God created everything, putting it into motion. Everything created changes or ages. Anything that moves, changes, or ages exists in time for time measures change. But God does not move by changing or ageing. The psalmist affirms “you are the same, and your years have no end” (Ps 102:27).
This sameness of God entails that he does not change (Num 23:19; Mal 3:6; and James 1:17). And if he does not change, he does not move or age: “your years have no end.” But created things do change and have ends (Ps 102:25–26).
So if we return to the language of potentiality (has the ability to become or the opposite) and actuality (one who is or acts), then it becomes clear why we confess that God is pure act or actuality (I use both terms synonymously).

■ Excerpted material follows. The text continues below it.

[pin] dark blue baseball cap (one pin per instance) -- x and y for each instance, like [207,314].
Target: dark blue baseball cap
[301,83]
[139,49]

God lacks the ability to change, move, or age. So he cannot potentially be kind or loving. He always is. He cannot become more or less kind through habit. He is the most kind being. As a consequence, he always is and acts kindly by his unchangeably kind nature which has no beginning, middle, or end. He timelessly is Good.
He is, in this sense, pure act.
Clarifying the argument
Thomas Aquinas once wrote, “NOW if God is eternal, it follows of necessity that He is not in potentiality” (Sum. Cont. Gent. 1.16). He continued, “For everything in whose substance there is an admixture of potentiality, is possibly non-existent as regards whatever it has of potentiality, for that which may possibly be may possibly not be. Now God in Himself cannot not be, since He is eternal. Therefore in God there is no potentiality to be” (Sum. Cont. Gent. 1.16).
If legos potentially can become a house or a boat, they can be either become one thing then another thing. They have the “admixture of potentiality.” They can possibly exist one way that is possible or not.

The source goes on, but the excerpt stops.